Probably like every other nonprofit group selling food at the Oyster Festival this past September, St. Ann Club has its own story about the planning and organization (on top of the hard work) involved in serving thousands of people within a few days.
The club can involve as many as 50 members making tomato sauce, creating dough, getting the dough ready, then frying, preparing and selling pizza frittas, freshly made just moments before, and the only dish the club serves. It's a twice-a-year feat, not just of hard work, but of organization and cooperation.
One unique thing about the club's food operation is the stove it uses to make the pizza frittas. It's the only one of its kind, built especially for the club, and club members say it makes an already tightly organized operation run even smoother.
I know about it because it was designed, built and even patented by my late uncle, Dominick E. Gurliacci of Weston. On the last day of the Oyster Festival, I visited the St. Ann booth with Dominick's son, my cousin Gary, who helped his father build it. Gary and some club members described how St. Ann's makes pizza frittas, and how the device makes it easier.
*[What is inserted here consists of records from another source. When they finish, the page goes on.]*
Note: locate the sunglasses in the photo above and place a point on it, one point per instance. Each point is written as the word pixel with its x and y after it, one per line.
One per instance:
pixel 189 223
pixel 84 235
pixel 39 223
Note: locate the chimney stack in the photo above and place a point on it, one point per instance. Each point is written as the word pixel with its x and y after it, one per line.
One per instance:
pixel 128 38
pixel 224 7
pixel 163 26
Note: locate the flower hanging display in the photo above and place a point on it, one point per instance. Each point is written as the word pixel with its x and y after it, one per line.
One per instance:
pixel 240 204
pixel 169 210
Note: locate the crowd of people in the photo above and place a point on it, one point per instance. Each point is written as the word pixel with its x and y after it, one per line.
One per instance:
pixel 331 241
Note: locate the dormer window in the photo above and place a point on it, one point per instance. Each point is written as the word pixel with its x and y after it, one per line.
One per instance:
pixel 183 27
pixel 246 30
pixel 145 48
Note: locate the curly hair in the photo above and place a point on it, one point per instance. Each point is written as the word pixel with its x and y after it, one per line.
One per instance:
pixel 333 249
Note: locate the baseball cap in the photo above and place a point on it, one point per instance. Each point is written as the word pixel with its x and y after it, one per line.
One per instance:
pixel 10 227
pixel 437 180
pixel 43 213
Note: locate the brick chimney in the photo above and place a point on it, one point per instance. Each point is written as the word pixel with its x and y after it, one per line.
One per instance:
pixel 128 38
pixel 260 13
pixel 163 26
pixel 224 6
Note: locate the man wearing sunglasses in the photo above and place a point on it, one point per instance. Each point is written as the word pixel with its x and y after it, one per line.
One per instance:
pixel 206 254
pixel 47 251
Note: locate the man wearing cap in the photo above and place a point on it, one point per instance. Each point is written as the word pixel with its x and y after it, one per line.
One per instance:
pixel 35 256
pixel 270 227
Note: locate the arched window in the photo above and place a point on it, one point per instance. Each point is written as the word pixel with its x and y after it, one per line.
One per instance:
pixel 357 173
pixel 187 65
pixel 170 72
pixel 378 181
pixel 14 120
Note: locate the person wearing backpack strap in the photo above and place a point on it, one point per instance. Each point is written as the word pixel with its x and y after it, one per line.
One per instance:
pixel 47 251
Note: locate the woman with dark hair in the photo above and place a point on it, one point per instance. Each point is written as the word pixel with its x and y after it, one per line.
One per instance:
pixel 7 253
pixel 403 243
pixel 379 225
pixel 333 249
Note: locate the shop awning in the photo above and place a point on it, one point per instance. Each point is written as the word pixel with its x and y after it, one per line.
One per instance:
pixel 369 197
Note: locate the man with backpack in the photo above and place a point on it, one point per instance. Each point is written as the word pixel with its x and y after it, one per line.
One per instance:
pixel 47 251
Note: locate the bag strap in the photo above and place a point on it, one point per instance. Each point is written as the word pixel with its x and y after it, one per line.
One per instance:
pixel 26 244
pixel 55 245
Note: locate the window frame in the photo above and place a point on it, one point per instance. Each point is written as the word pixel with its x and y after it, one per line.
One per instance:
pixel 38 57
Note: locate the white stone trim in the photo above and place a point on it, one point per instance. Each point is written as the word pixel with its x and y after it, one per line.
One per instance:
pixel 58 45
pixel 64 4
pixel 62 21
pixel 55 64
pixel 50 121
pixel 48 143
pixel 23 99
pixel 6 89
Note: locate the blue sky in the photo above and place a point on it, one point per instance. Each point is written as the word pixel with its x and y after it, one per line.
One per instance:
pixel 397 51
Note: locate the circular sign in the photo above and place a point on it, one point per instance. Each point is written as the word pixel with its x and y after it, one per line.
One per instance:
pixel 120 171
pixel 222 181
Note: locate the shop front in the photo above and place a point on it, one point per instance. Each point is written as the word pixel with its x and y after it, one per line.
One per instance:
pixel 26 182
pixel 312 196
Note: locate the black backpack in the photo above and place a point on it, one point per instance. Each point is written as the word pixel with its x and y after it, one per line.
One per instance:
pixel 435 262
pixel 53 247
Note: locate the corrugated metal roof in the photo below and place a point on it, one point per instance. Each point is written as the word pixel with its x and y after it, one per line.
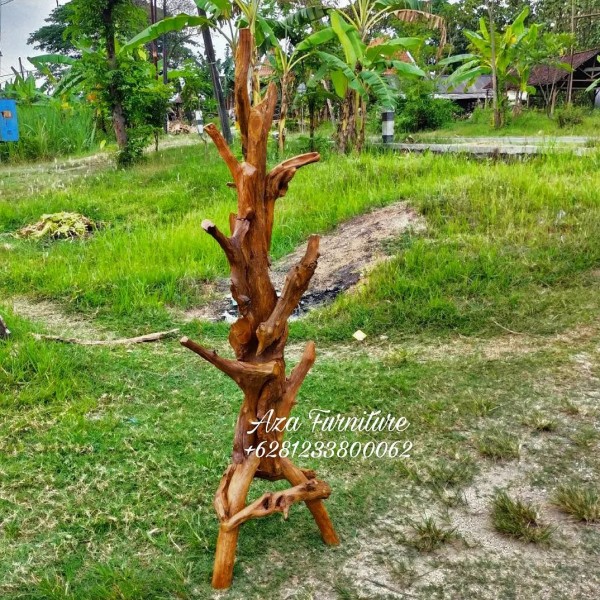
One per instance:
pixel 545 75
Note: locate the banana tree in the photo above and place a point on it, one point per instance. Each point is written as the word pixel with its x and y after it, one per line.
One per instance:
pixel 110 70
pixel 364 71
pixel 285 58
pixel 366 16
pixel 493 53
pixel 419 11
pixel 595 84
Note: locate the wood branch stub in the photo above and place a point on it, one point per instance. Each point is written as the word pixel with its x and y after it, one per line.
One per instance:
pixel 4 330
pixel 295 380
pixel 277 184
pixel 296 283
pixel 246 375
pixel 142 339
pixel 259 125
pixel 226 154
pixel 280 176
pixel 273 502
pixel 221 502
pixel 221 239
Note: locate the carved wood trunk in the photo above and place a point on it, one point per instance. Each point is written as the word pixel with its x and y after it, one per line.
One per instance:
pixel 259 336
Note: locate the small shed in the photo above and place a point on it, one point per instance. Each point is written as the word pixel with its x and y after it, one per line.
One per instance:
pixel 550 80
pixel 466 96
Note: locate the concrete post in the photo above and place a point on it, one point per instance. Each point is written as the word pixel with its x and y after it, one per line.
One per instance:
pixel 387 125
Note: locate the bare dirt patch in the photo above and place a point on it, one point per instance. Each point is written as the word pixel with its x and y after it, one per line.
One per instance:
pixel 347 254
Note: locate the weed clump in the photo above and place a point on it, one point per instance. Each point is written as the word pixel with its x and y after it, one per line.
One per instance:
pixel 580 502
pixel 59 226
pixel 518 519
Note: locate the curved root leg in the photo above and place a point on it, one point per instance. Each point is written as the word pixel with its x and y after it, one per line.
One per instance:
pixel 230 499
pixel 296 477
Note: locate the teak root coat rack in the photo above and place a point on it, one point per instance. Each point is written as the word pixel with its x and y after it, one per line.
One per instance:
pixel 260 334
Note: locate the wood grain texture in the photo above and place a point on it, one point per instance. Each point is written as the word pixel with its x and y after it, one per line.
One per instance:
pixel 259 336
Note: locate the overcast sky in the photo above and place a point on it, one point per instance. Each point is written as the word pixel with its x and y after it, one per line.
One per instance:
pixel 22 17
pixel 19 19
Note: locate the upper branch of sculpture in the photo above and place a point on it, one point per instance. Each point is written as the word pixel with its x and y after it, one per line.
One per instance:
pixel 259 335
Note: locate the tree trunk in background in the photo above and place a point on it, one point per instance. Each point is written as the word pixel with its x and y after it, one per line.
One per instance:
pixel 312 116
pixel 360 142
pixel 345 123
pixel 495 90
pixel 209 51
pixel 260 334
pixel 4 331
pixel 117 112
pixel 283 111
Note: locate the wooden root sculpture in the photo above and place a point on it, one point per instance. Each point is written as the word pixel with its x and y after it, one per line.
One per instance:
pixel 4 330
pixel 260 334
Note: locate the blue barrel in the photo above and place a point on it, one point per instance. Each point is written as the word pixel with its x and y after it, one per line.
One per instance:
pixel 387 125
pixel 9 124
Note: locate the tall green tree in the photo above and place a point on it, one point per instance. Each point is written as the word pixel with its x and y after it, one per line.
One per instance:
pixel 493 52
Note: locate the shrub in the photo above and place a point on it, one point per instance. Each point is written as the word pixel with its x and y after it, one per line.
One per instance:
pixel 518 519
pixel 418 110
pixel 48 131
pixel 569 116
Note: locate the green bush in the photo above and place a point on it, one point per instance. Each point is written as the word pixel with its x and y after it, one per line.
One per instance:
pixel 418 110
pixel 48 130
pixel 570 116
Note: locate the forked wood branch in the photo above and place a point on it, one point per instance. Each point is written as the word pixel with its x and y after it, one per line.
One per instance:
pixel 273 502
pixel 242 373
pixel 296 283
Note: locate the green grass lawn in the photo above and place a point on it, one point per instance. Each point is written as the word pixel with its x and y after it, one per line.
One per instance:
pixel 529 123
pixel 481 331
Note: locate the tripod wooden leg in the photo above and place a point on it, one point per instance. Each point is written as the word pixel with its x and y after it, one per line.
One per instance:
pixel 230 499
pixel 295 476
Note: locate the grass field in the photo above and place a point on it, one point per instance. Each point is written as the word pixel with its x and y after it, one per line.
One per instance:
pixel 483 332
pixel 528 123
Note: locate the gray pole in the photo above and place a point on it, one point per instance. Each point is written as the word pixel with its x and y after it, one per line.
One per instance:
pixel 387 125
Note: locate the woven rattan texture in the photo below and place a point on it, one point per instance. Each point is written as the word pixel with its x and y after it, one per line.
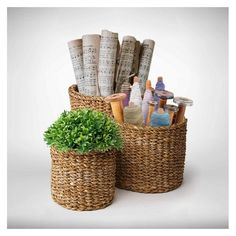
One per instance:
pixel 83 182
pixel 152 160
pixel 78 100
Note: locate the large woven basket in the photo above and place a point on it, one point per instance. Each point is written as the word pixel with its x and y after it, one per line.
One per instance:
pixel 83 182
pixel 78 100
pixel 152 160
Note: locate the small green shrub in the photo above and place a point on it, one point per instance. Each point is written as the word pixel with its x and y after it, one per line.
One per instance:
pixel 83 131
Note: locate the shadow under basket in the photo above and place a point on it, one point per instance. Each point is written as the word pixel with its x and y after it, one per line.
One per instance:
pixel 83 182
pixel 152 160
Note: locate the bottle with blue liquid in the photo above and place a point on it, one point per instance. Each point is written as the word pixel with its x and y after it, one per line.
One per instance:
pixel 160 86
pixel 160 118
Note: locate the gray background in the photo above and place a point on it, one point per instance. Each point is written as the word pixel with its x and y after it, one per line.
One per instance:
pixel 191 53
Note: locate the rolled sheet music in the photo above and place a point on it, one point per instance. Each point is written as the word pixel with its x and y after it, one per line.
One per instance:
pixel 107 62
pixel 117 62
pixel 91 46
pixel 145 62
pixel 76 54
pixel 125 61
pixel 136 57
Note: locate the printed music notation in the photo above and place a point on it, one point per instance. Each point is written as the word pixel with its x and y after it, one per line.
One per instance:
pixel 91 46
pixel 76 53
pixel 107 62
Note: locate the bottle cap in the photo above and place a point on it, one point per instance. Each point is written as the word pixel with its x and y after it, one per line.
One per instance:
pixel 152 103
pixel 136 79
pixel 160 111
pixel 115 97
pixel 164 94
pixel 183 101
pixel 125 87
pixel 148 84
pixel 169 107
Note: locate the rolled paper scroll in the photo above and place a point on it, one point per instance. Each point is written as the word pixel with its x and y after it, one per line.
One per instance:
pixel 136 57
pixel 159 87
pixel 125 61
pixel 125 88
pixel 145 62
pixel 135 95
pixel 133 115
pixel 147 97
pixel 91 46
pixel 76 53
pixel 182 103
pixel 116 105
pixel 107 62
pixel 172 110
pixel 164 95
pixel 160 118
pixel 152 106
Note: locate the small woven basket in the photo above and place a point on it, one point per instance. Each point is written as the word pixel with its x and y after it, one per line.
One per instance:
pixel 78 100
pixel 152 160
pixel 83 182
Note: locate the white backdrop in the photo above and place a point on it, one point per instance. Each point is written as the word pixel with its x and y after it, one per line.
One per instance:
pixel 191 53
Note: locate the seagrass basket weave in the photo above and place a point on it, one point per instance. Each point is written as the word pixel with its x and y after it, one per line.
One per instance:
pixel 83 182
pixel 78 100
pixel 152 160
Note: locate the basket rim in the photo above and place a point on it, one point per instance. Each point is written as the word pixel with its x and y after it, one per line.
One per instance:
pixel 74 89
pixel 150 128
pixel 73 152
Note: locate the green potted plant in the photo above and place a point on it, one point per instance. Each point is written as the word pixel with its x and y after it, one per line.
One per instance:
pixel 83 146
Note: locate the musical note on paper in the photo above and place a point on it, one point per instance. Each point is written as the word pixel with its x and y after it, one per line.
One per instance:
pixel 91 46
pixel 107 62
pixel 76 54
pixel 136 57
pixel 125 61
pixel 145 62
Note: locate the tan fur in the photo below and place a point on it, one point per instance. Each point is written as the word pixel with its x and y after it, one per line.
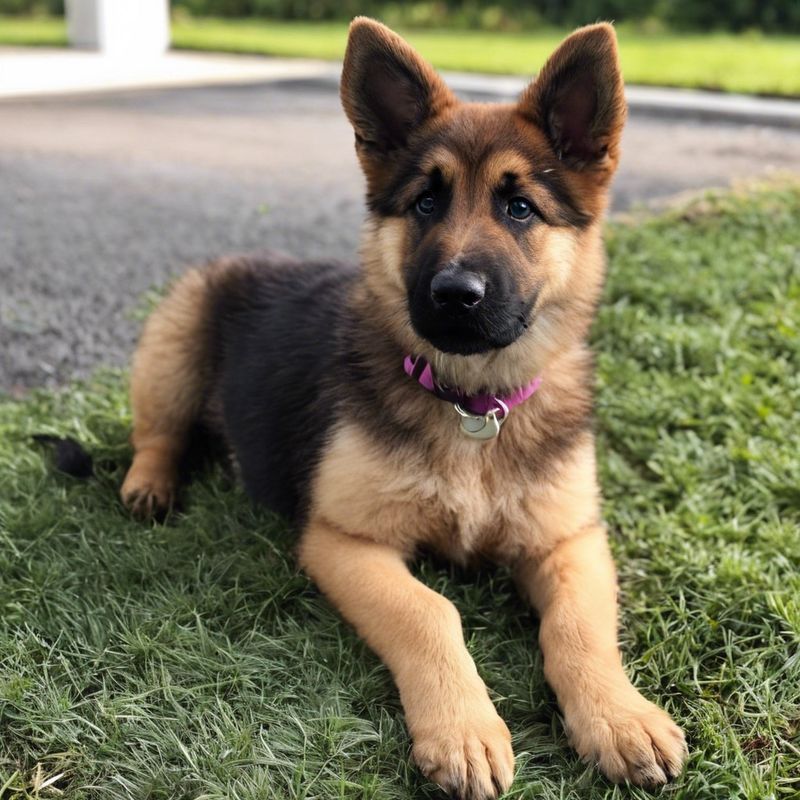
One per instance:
pixel 529 498
pixel 167 382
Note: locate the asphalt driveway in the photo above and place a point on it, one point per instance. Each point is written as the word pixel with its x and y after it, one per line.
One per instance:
pixel 106 196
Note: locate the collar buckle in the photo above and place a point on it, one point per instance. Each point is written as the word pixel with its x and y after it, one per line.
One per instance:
pixel 482 426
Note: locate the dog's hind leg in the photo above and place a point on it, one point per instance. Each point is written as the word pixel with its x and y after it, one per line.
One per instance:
pixel 171 370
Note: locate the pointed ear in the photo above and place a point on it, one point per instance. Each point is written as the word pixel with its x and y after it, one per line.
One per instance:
pixel 387 89
pixel 578 99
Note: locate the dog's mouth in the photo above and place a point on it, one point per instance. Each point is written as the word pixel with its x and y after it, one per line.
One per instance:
pixel 492 325
pixel 468 334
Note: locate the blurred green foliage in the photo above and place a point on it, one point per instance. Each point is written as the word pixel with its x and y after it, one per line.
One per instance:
pixel 778 16
pixel 701 15
pixel 31 6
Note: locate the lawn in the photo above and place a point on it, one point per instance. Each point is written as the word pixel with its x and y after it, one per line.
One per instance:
pixel 735 63
pixel 192 660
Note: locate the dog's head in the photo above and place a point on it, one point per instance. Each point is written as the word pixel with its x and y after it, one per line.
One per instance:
pixel 483 227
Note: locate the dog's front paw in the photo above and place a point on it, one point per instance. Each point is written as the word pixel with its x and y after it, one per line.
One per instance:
pixel 469 756
pixel 630 740
pixel 149 488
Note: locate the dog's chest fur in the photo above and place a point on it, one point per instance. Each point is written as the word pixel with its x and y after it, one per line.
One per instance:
pixel 455 496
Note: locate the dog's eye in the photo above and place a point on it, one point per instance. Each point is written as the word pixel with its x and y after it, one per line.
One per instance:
pixel 426 203
pixel 519 208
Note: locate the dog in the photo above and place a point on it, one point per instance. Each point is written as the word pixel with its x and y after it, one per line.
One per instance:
pixel 437 395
Pizza frittas (pronounced "pizza freets") are flat, round, plate-sized pieces of fried pizza dough, served with pasta sauce or sugar (or sugar and cinnamon).
"Some people like it with just sauce, but the real one is with sauce and cheese—that's the real pizza fritta," said Pat Cutrone, St. Ann Club president.
The club sells the dish at either its own St. Ann Festival in early summer or at the Oyster Festival. (The club also used to sell pizza frittas at the Italian festival in Westport until that annual event was discontinued.)
About 20 years ago, Dominick Gurliacci, a member of the club, decided he could make St. Ann's temporary food factory a more efficient, safer, less difficult operation. Dominick was a factory foreman working at Pitney Bowes in Stamford, and he was also quite handy, whether he was working with wood or metal.
At the time, the club used a wooden tables, some of them covered with steel sheets, and separate stoves. Dominick would watch the operation and try to figure out how it might be made simpler and easier.
He came up with a plan and a design for a portable stove on a trailer, all metal, and with storage cabinets underneath one of the steel countertops, so that when the operation was over, nearly everything involved with the stove could be hauled away and kept in one spot.
In designing the portable stove, Dominick designed into it a windshield between the cooks and the servers, so that fumes wouldn't bother the servers (or customers).
He also designed a trough running down the middle of the stove. Just after the pizza frittas are deep fried, they are put on a wire mesh above the trough. Some of the oil then drains off the food, and at one end of the trailer the trough empties the grease into containers for disposal.
Approved and built
Dominick presented his plan to the club's governing board, which approved funds for it. The club paid for raw materials Dominick used to build the device, and Dominick contributed his own labor for free. He presented the club with the stove-trailer sometime in the mid-1990s, and the machine has been used ever since.
Although he patented the design, no other ones were ever built—the expense of getting the device certified as safe by Underwriter Laboratories was more so expensive than it wasn't worth doing, said Dominick's son, Gary Gurliacci.
The device "is the best thing we ever had," said Nicandro Cappuccia, a club member and friend of Dominick Gurliacci. "No matter where we go, everyone asks about it."
The money from the club's food sales, which can amount to $30,000 or even $40,000 a year, is donated by the club to members of the community who need college scholarships.
Cappuccia thinks the club is able to sell more pizza frittas with the device, and therefore help more people with donations.